Melide history is closely linked with the Camino. You’ll discover it in tiny doses without having to divert much from your itinerary, through the monuments spread around the path on his passage through this town. Those arriving from the French Path will found the peculiar village of Leboreiro (hare mountain in its original meaning) located 5 kilometres from Melide old town. There used to be a pilgrim hospital there and today only remains two shields belonging to the noble house of the Ulloa family. Don’t miss the peculiar cabaceiro, a big circular granary made with sticks, one of the most photographed elements on the Camino on its way to Melide.
From there you’ll son arrive to Furelos, a small village located near the river, which preserves part of its medieval structure and that can boast about having one of the civilian architectural jewels of he Camino; a bridge of four arches built in the 12th century. From this spot you’ll see the town of Melide that you’ll reach in les than 15 minutes. The chapel of San Roque will receive you with its beautiful Romanesque façade. Observe it within a couple of minutes and do the same with the image of the 10 euros banknote. They’re identical!! A rumour saying that the small church of Melide was the one appearing on those banknotes circulated for a while. Obviously this is not true, but we can ensure without fear of mistake that this chapel perfectly represents the characteristics of Romanesque art. But it still has a unique feature due to its connection with the Jacobean route; the pilgrim shells that lie hidden on the façade. We challenge you to find these!
Right next you can admire the oldest stone cross (cruceiro) in Galicia, dated from XIV century. On its front is represented Christ sitting showing its stigmata and on the backside the Calvary. However, popular tradition says that the anonymous author of this work of art was seeking to depict Christ dancing a muiñeira, the traditional Galician dance. What do you think?
If you spend the night in Melide we recommend you to visit the historical Praza do Convento where you’ll also find the regional museum. You can enjoy the afternoon with a great gastronomic plan including octopus (pulpo) that we have already mentioned in another post dedicated to it, as well as the excellent local pastries. Melide stands out for having three typical pastries based on traditional recipes that have passed down through generations. The most renowned is the melindre, which has been dedicated a fair of Galician tourist interest each May since 24 years. During this fair you’ll also see the other two pastries, the almendrado and rico. This last one is the most unique of the three, as it’s only made in Melide and you can’t find it in any other place. It’s especially tough, so be careful with your teeth!
You’ll doubtlessly leave Melide loaded with energy till your next stop on the Camino, Arzúa, after tasting all these delicacies; It’s a very short and easy stage (14 kms) that your body will thank after completing a huge part of the Camino.

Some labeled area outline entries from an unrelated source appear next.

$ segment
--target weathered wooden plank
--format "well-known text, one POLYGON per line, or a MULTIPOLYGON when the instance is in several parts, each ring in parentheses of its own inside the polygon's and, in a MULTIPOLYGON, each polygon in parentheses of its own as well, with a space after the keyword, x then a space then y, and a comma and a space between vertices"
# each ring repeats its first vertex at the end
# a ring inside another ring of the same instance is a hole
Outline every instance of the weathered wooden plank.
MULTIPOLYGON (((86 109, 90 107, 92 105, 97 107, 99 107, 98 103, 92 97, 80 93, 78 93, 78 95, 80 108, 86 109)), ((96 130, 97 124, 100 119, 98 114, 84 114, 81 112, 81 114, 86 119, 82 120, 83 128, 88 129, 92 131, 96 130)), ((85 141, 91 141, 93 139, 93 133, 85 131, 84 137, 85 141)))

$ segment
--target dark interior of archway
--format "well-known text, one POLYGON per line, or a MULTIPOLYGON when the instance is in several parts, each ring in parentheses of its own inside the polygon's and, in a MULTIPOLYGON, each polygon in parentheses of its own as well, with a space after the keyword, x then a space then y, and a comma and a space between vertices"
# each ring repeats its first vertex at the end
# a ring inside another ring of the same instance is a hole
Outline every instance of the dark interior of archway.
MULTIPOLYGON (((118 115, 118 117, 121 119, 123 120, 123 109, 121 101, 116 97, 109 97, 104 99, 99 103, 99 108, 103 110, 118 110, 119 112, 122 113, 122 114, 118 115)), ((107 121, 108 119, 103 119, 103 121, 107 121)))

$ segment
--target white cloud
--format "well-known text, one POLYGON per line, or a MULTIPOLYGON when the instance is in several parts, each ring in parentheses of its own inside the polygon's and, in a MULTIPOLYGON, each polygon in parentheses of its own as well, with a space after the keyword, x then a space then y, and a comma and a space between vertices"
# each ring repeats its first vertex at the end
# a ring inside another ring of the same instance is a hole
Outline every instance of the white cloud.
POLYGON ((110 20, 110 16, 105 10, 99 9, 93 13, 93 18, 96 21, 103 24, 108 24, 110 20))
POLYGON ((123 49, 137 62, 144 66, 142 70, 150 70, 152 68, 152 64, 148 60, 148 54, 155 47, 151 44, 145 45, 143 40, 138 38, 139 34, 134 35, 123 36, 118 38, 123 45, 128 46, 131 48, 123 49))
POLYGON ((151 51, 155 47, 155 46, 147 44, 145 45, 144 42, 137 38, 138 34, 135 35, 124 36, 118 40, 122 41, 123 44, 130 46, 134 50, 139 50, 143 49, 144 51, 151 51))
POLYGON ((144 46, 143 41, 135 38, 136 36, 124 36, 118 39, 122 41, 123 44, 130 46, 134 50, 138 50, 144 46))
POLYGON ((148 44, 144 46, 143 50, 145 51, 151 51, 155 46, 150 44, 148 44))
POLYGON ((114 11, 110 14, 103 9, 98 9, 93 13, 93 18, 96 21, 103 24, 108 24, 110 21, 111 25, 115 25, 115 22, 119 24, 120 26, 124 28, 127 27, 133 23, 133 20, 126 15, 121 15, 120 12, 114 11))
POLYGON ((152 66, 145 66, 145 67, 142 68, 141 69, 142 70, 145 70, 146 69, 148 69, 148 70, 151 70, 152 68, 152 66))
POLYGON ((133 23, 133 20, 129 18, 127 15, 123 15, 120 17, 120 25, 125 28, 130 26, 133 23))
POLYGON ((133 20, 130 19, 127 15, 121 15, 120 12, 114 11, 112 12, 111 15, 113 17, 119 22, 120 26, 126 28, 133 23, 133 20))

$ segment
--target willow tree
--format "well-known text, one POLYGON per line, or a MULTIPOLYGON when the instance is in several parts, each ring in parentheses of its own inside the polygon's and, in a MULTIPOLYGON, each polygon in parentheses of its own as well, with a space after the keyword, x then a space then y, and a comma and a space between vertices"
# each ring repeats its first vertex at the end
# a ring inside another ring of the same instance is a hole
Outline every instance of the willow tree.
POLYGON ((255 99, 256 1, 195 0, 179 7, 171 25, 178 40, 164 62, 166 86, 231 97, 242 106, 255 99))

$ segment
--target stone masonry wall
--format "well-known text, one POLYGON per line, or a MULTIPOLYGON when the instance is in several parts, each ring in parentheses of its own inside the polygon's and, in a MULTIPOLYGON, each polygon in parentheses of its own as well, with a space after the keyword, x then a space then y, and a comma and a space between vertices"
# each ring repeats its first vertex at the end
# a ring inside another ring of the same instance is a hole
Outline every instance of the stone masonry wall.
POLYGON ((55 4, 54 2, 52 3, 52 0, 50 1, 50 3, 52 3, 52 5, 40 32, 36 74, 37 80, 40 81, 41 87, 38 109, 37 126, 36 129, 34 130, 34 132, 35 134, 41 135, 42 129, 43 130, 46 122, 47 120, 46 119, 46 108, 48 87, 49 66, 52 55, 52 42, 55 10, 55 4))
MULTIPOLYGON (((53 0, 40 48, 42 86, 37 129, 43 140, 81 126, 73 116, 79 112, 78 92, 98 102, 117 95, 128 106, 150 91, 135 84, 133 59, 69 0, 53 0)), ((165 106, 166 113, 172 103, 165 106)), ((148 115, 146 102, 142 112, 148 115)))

Anyway know that at this point the distance isn’t measured in kilometres but in excitement and enthusiasm with the upcoming arrival to the plaza do Obradoiro.
The church of Santa María will bid farewell at your exit of Melide, this national monument keeps one of the few Romanesque altar of Galicia that is home to valuable Renaissance paintings. Already in the lands of Arzúa you’ll pass through the small town of A Castañeda, where the lime furnaces used for the construction of Santiago cathedral were once located. Soon after you’ll cross Ribadiso, a beautiful town located in a valley full of traditional stone houses facing the river, in which many pilgrims take a dip during summer months before confronting the hardest part of this stage: 2 kilometres of ascent until arriving to Arzúa.